ThreadLocals are actually a better match for Loom than for traditional thread pools, since in Loom, there is a 1 : 1 correspondence between threads and tasks. Unfortunately, thread locals are fairly expensive and not suitable for large numbers of virtual threads. Loom has a replacement, ExtentLocal, with a similar API. Extent locals are immutable and can be shared in forked threads.

I said as much in my Loom overview presentation, and mumbled, Thread locals, you know, for database connections, or non-threadsafe services like SimpleDateFormat, or ThreadLocalRandom, when Heinz Kabutz said firmly: ThreadLocalRandom does not use thread locals.

I never knew that.

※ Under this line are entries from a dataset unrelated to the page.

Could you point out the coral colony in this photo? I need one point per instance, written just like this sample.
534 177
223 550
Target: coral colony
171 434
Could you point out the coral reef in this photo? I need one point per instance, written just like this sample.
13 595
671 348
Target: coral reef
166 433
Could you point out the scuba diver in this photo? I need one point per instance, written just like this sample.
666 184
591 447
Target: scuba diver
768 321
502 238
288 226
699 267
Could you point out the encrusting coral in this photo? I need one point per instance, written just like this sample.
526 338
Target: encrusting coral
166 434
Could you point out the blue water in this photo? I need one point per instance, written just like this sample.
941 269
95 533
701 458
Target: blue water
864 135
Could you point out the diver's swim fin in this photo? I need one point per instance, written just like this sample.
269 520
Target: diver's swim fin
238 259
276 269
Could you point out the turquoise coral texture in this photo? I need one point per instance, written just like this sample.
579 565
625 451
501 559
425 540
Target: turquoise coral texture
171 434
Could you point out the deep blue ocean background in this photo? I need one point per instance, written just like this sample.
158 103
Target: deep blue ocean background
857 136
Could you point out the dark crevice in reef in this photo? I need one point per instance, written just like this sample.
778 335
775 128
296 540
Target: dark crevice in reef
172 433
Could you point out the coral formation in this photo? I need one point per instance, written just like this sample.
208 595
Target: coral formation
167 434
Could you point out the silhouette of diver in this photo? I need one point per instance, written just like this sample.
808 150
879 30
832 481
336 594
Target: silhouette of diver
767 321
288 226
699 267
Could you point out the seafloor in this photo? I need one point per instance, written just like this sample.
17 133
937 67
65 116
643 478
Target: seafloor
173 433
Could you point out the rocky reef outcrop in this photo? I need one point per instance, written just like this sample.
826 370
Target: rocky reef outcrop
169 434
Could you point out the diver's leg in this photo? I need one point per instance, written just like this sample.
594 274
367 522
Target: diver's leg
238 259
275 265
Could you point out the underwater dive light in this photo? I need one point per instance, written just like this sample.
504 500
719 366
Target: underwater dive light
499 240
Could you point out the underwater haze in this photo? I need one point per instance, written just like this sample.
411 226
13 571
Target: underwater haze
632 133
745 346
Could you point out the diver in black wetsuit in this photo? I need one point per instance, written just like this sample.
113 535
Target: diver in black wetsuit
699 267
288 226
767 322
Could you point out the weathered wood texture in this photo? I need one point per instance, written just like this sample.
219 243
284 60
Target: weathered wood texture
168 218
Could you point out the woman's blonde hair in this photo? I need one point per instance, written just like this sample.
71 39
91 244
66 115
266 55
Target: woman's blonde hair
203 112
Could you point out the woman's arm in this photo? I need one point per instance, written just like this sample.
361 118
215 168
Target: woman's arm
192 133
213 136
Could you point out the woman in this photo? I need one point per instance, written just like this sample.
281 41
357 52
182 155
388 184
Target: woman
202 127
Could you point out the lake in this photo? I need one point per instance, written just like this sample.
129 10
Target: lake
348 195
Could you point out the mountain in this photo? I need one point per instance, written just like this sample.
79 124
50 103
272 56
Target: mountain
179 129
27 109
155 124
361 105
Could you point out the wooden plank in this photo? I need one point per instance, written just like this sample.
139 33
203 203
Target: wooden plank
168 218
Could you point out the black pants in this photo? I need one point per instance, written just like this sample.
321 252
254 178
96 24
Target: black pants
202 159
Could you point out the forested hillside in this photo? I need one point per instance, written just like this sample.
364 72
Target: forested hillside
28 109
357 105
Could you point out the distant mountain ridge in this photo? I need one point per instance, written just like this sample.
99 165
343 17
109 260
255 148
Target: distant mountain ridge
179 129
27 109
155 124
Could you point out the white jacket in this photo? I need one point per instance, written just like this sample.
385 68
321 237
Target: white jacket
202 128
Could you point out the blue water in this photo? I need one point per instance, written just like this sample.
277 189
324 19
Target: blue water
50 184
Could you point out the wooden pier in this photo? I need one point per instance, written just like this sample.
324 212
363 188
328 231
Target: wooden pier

I just assumed from the name that it would. And it may at one point have been true. But now ThreadLocalRandom actually stores some state directly in the Thread object—see this StackOverflow discussion.

Let's check that it works with virtual threads.

public static double randomAverage(RandomGenerator generator, int nthreads, int nrandoms)
      throws InterruptedException, ExecutionException {
   var results = new ArrayList<Future<Double>>();
   try (var scope = new StructuredTaskScope.ShutdownOnFailure()) {
      results.add(scope.fork(() -> {
         double sum = 0;
         for (int j = 0; j < nrandoms; j++) {
            sum += (generator != null ? generator : ThreadLocalRandom.current()).nextDouble();
         }
         return sum;
      }));
   }
   double avg = 0;
   for (var f : results) avg += f.resultNow();
   return avg / nthreads / nrandoms;
}

On my machine, calling

randomAverage(new Random(), 10_000, 10_000)

takes 16 seconds, but using ThreadLocalRandom only 1 second.

Of course, this would be a stupid use of virtual threads. The tasks are CPU intensive and don't block.

And those are the two takeaways about Loom:

  1. Virtual threads are suitable for workloads with many concurrent tasks that mostly block. They
  2. With structured concurrency, you can use the program structure to reason about the scope of subtasks.